Regular business of Chapala’s municipal government was hampered this week after the Sixth Civil Court of Jalisco imposed a freeze on its bank assets.
The lien applies to 38 bank accounts that hold funds used to carry out regular operations, pay employee salaries, cover social benefits and continue public works projects that are under way, essentially paralyzing all government business.
The judicial order derives from a lawsuit filed against City Hall by a lawyer hired by the previous administration who sued for non-payment of his 3.5-million-peso contract as an outside legal counsel.
Abelardo Martínez Ayón was contracted under former Mayor Joaquín Huerta to defend the city against the complaint lodged by MK Ideas Tech and Comers, the private companies that held concession to install and operated parking meters in the downtown area.
The deal was set up during the 2010-2012 administration of Jesús Cabrera. After Huerta took steps to rescind the concession, the businesses went to court to demand payment of a 44-million-peso penalty laid out in an early cancellation clause in their contract. The government ended up losing the case, making it responsible for covering the steep penalty.
Mayor Javier Degollado blames Martinez for a faulty defense that caused the costly legal debacle, and has expressed his outrage at the lawyer’s claim for full payment.

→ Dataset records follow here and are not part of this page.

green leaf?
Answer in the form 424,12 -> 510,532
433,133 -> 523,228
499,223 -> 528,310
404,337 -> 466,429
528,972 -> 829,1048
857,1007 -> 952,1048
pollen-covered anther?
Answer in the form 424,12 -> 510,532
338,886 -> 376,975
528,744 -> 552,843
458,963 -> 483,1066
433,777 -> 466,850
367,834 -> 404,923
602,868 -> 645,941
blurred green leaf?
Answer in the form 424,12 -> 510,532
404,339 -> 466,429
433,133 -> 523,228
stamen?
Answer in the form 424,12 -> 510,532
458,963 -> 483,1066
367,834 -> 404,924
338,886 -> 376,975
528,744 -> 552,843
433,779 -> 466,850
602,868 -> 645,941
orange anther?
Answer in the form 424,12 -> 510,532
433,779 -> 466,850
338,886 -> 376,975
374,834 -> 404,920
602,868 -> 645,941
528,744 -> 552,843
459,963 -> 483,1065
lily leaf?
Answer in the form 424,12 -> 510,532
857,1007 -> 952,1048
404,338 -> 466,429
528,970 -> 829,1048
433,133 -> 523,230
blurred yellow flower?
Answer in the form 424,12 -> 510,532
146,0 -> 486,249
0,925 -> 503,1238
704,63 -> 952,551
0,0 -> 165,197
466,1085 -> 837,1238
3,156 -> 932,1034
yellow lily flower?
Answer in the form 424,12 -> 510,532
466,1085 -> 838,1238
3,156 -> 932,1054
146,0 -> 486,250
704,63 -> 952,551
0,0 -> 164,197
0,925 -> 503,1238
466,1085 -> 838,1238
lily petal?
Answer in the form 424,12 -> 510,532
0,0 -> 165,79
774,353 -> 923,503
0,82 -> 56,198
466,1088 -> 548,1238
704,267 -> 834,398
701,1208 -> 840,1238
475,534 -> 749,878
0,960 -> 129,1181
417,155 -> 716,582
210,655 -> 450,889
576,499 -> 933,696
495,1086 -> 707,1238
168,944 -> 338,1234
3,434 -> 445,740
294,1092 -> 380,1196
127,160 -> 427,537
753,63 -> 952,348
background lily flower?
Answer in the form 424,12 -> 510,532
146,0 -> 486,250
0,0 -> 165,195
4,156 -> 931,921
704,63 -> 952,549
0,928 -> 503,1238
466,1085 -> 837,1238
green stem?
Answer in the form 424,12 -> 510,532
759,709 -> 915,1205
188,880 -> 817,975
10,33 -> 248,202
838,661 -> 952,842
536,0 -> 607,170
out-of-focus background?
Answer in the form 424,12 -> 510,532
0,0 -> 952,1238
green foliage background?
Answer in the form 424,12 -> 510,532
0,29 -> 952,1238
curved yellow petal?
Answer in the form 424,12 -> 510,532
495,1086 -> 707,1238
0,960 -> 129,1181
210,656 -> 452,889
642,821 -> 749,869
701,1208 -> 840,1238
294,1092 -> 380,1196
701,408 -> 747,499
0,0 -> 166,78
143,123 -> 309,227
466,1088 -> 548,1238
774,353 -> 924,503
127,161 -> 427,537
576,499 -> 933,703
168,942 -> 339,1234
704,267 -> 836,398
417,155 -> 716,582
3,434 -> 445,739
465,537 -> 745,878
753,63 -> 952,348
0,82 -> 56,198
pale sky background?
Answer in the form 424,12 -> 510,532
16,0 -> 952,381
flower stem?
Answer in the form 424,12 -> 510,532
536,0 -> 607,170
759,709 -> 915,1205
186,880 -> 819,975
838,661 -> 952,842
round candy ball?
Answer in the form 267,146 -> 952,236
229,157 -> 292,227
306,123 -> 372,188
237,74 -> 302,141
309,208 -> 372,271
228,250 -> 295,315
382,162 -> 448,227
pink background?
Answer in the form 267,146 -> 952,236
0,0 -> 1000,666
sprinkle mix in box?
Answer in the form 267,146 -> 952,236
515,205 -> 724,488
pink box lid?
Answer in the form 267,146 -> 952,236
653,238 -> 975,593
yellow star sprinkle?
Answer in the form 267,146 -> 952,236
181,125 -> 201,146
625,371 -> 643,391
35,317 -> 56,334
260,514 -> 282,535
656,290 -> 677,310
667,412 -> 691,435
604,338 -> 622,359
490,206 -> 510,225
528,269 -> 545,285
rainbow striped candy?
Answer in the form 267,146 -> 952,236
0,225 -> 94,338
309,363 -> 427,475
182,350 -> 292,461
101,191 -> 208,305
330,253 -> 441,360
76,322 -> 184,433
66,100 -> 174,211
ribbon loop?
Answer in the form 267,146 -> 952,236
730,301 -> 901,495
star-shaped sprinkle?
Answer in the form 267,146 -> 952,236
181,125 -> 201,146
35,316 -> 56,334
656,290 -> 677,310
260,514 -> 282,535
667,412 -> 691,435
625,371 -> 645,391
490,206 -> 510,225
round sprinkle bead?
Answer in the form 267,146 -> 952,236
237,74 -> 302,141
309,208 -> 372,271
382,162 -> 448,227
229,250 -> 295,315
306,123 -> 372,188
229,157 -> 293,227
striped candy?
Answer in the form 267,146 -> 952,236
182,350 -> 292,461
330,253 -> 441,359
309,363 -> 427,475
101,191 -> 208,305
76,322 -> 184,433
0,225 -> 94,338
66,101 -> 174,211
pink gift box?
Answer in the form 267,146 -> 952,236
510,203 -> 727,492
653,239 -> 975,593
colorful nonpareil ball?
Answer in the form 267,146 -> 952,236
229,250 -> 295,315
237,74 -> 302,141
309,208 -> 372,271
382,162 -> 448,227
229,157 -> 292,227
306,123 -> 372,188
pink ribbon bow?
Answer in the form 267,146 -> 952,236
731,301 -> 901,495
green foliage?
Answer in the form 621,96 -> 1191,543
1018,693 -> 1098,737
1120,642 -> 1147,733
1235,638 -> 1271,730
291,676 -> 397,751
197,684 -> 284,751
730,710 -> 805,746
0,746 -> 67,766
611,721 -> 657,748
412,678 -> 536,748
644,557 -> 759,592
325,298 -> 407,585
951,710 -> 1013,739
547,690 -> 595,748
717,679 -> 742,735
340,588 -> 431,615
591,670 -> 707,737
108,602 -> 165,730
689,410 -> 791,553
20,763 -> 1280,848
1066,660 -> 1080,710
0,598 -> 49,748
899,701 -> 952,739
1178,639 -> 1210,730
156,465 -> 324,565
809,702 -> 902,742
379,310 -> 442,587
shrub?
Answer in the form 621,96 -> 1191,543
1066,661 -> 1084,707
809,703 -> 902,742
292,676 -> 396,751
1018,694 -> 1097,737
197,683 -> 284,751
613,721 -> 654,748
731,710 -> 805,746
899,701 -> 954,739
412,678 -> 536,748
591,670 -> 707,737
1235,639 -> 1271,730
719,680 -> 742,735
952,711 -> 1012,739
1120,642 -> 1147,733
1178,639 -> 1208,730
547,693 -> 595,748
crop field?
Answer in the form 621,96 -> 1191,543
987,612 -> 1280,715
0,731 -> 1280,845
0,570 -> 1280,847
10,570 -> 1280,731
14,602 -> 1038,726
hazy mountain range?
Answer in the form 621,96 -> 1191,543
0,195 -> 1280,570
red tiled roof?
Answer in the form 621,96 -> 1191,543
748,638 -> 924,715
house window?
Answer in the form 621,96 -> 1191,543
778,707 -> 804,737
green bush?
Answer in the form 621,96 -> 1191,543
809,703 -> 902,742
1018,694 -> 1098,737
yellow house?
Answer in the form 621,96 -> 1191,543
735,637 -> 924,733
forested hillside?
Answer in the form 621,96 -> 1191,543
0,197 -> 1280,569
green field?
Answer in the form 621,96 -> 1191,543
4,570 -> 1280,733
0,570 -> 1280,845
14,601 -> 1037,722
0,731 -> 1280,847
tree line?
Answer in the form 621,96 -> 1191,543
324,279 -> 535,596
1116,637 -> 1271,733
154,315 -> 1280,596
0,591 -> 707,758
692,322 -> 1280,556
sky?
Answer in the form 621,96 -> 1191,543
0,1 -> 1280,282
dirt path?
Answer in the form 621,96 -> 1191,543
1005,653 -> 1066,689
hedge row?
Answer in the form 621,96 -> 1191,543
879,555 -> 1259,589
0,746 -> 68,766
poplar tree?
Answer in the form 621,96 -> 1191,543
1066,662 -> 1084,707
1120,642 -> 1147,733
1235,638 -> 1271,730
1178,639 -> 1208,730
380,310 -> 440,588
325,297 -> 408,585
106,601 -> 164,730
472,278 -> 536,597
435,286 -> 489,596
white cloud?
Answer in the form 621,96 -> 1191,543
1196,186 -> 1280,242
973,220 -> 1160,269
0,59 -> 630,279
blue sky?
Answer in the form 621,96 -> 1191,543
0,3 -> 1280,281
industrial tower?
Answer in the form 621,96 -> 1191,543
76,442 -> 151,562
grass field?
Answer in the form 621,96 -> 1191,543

Under the mayor’s instructions, Chapala legal department director Antonio Mendoza immediately set to work on drawing up an amparo injunction suit to reverse the financial freeze. Arguments will center on the ruling that appears to exceed the court’s legal powers by putting a lien on public funds rather than adhering to limitations referring solely to property and material assets. Meanwhile, city treasurer Roberto Molina is relying on day-by-day cash income to to cover essential expenses.